Número de mortos pelas enchentes no Nepal sobe para 676; reconstrução pode custar até R$ 26 bilhões
29/08/2026
(Foto: Reprodução) Imprensa americana publica vídeo que mostra o começo da avalanche no Nepal
O número de mortos após as fortes chuvas que atingiram o Nepal subiu para 676, segundo atualização das autoridades de gestão de desastres divulgada neste sábado (29).
O balanço mais recente aponta que 669 pessoas morreram no Nepal. No Tibete chinês, outras sete mortes foram confirmadas, elevando o total para 676 vítimas.
🗒️Tem alguma sugestão de reportagem? Mande para o g1
Enquanto isso, cerca de 3 mil pessoas continuam desaparecidas entre Nepal e China. São 2.426 desaparecidos no Nepal e 554 no Tibete chinês, entre moradores, turistas, peregrinos e trabalhadores de usinas hidrelétricas.

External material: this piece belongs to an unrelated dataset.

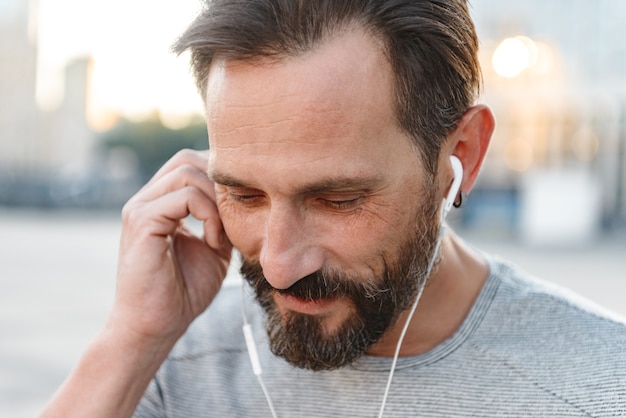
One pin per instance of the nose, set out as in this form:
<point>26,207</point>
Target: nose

Pelo menos 540 deles são estrangeiros.
Avalanche no Nepal: VÍDEO mostra família ilhada em casa cercada pela enchente
Nepal volta atrás e passa a aceitar ajuda internacional
Um policial com um cão farejador observa os danos deixados pelas enchentes repentinas em Devighat, no distrito de Nuwakot, no Nepal, na quinta-feira, 27 de agosto de 2026
AP Photo/Niranjan Shrestha
Após afirmar inicialmente que conseguiria conduzir sozinho as operações de busca e salvamento, o governo do Nepal voltou atrás e passou a aceitar ajuda da comunidade internacional para acelerar os resgates.
Na sexta-feira (28), o Ministério das Relações Exteriores havia informado que o país não precisava de equipes estrangeiras para as operações gerais de busca.

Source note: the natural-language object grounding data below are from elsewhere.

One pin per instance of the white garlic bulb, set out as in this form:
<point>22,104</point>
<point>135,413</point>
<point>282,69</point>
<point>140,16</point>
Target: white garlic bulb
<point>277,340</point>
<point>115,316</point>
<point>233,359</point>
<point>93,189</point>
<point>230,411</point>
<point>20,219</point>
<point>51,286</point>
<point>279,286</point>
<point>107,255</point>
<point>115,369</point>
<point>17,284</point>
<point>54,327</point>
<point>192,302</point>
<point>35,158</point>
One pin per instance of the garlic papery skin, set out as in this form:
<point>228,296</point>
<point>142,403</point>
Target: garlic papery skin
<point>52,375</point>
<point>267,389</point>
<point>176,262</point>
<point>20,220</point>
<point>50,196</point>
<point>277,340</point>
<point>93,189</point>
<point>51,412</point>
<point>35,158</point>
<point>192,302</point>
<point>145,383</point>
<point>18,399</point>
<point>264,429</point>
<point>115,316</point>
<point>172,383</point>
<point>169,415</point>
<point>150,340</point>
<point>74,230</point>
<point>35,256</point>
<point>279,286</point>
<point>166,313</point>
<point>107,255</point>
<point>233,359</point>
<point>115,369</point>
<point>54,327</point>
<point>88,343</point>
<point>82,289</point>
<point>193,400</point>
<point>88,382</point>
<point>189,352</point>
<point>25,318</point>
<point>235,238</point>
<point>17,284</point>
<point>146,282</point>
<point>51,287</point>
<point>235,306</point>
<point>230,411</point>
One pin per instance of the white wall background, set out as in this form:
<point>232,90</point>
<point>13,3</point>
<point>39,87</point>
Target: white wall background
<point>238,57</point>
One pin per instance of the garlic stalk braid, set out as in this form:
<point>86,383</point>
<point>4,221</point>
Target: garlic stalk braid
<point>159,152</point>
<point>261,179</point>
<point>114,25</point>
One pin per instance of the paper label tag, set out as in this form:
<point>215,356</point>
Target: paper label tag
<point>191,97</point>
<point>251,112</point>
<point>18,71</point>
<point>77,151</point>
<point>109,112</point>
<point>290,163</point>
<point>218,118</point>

Índia, China, Estados Unidos, Reino Unido, Japão, Coreia do Sul, Sri Lanka e Bangladesh haviam manifestado interesse em enviar socorristas, segundo o Kathmandu Post.
Horas depois, porém, as autoridades mudaram de posição diante da dimensão da tragédia. Equipes especializadas da Índia já chegaram ao país para auxiliar nas buscas, enquanto outro grupo é aguardado da China.
Nepal pede apoio técnico para resgates e identificação de vítimas
Casas encontram-se parcialmente submersas em águas barrentas à beira de um rio após inundações repentinas em Trishuli Bazar, no distrito de Nuwakot, no Nepal
Prabin Ranabhat/AFP via Getty Images
Segundo o ministro das Relações Exteriores, Shisir Khanal, embora o Nepal agora aceite ajuda internacional, o país necessita principalmente de apoio técnico especializado.
🔎 Entre as prioridades estão o resgate de pessoas que podem estar presas em túneis de usinas hidrelétricas, a recuperação das comunicações e do transporte em áreas onde pontes foram destruídas, a identificação de corpos, a realização de exames de DNA e a ampliação da capacidade de armazenamento de vítimas.
"Já fizemos pedidos por serviços especializados e assistência técnica em áreas onde não temos expertise e conhecimento técnico suficientes", afirmou Khanal à Reuters.
Equipes de resgate recuperaram corpos em Chitwan e Nawalparasi, nas planícies do Nepal, a cerca de 100 quilômetros do epicentro do desastre.
Segundo Khanal, mais vítimas devem ser encontradas nos próximos dias. Ele afirmou que hospitais da região estão sobrecarregados e sem refrigeradores suficientes para armazenar os corpos.
A enchente devastou áreas próximas à fronteira com a China, destruindo cidades e danificando usinas hidrelétricas.
Autoridades informaram que escolas, hospitais, estradas, pontes e outras estruturas foram severamente afetados. Cerca de duas dezenas de pontes foram destruídas, comprometendo o transporte e as comunicações.
O governo pediu à Índia e à China que antecipem a reabertura de rotas de transporte e comunicação nas áreas atingidas.
Reconstrução deve custar até US$ 5 bilhões
O ministro das Finanças estimou que o Nepal precisará de US$ 4 bilhões a US$ 5 bilhões (cerca de R$ 20,8 bilhões a R$ 26 bilhões) para reconstruir as áreas destruídas.
Segundo o governo, além das operações de resgate, o país também deverá depender de apoio internacional para recuperar a infraestrutura devastada pelas enchentes provocadas pelo colapso da geleira na quarta-feira (26).